We can see this even more concretely in $D_n$ the dihedral group of order $n$, the set of symmetries of a regular $n-$gon. Here, whenever we conjugate a reflection we get another reflection. If $n$ is odd, each line of reflectional symmetry runs through one edge and one vertex, so all reflections are conjugate but if $n$ is even a line of reflectional symmetry runs through either two edges or two vertices, and then the conjugacy classes of elements splits into the set of reflections running through edges and the set of reflections running through vertices. This is because the two kinds of reflections are fundamentally different (compare a square to a pentagon to see what I mean)

Solution 2:

It gives you an idea of how commutative your group is. For example, if your group is $\mathbb Z$ with addition then for all $g,h$ we have $ghg^{-1} = h$. Like for example for $g=13, h=4$ you have $+13 + 4 - 13 = 4$.
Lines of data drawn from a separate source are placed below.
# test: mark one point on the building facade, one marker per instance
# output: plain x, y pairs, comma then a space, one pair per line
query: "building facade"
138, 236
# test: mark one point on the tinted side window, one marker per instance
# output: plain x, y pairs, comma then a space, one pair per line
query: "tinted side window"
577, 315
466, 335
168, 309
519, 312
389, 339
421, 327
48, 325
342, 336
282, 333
On the other hand, if your group is not commutative then $ghg^{-1}$ might be not equal to $h$. For example if your group is the symmetric group, that is, the group of permutations, say of $4$ elements and $h=(235)$ and $g=(13)$ then $(13)(235)(13) \neq (235)$. The former is the function $1 \mapsto 5, 2 \mapsto 1, 3 \mapsto 3, 4 \mapsto 4, 5 \mapsto 2$ but the latter, $h$, is the function $1 \mapsto 1, 2 \mapsto 3, 3 \mapsto 5, 4 \mapsto 4, 5 \mapsto 2$.

Solution 3:

The following is equivalent to the second paragraph of Marc van Leeuwen's answer, but I think it might help emphasize how natural conjugation really is. With notation as in Marc's answer, let me write $h'$ for the conjugate $ghg^{-1}$. Then $h'$ is obtained by shifting $h$ along $g$ in the sense that, whenever $h$ sends an element $x\in X$ to another element $y$, then $h'$ sends $g(x)$ to $g(y)$. If, as people sometimes do, one regards a function $h$ as a set of ordered pairs, then $h'$ is obtained by applying $g$ to both components in all those ordered pairs.

Solution 4:

Actually I would say conjugation is $g\mapsto(h \mapsto g h g^{-1})$, that is, most often one will fix $g$ and say conjugation by $g$ is the map $h \mapsto g h g^{-1}$. Here $g$ is some kind of automorphism of a structure $X$, and $h$ is usually en endomorphism of $X$ (so $g,h$ are maps $X\to X$, where $h$ need not be invertible, though $g$ obviously must be; they're also usually compatible with some structure on $X$).

One can consider an automorphism as a symmetry of the structure $X$, mapping any $x$ to another element $x'=g(x)$ that is (with respect to the structure of $X$) in every way similar to $x$. Conjugation of $h$ by some $g$ now means finding the map $h':X\to X$ corresponding to $h$ under the symmetry of $g$. Explicitly, given $x'\in X$ one must first find the element $x=g^{-1}(x')$ where it came from under the symmetry, then apply $h$ to $x$, and finally find the element $g(h(x))$ corresponding to $h(x)$ under the symmetry. All in all this maps $x'$ to $g(h(g^{-1}(x)))=h'(x)$, and so we've transformed the map $h$ into its symmetric counterpart $h'=g\circ h\circ g^{-1}$.

If one is doing abstract group theory, then one considers elements $g$ of a group independently of any structure $X$ of which it might be the automorphism group (one can always concoct such a structure, but it is not unique). So one cannot in this case give the above description using elements $x,x'$, but the map $h \mapsto g h g^{-1}$ can be defined in terms of the group only (where now necessarily $h$ has to be in the group). Note however that conjugation does not apply only in the group setting; one could well take $g$ to be any invertible matrix and $h$ any matrix of the same size; this is also called conjugation.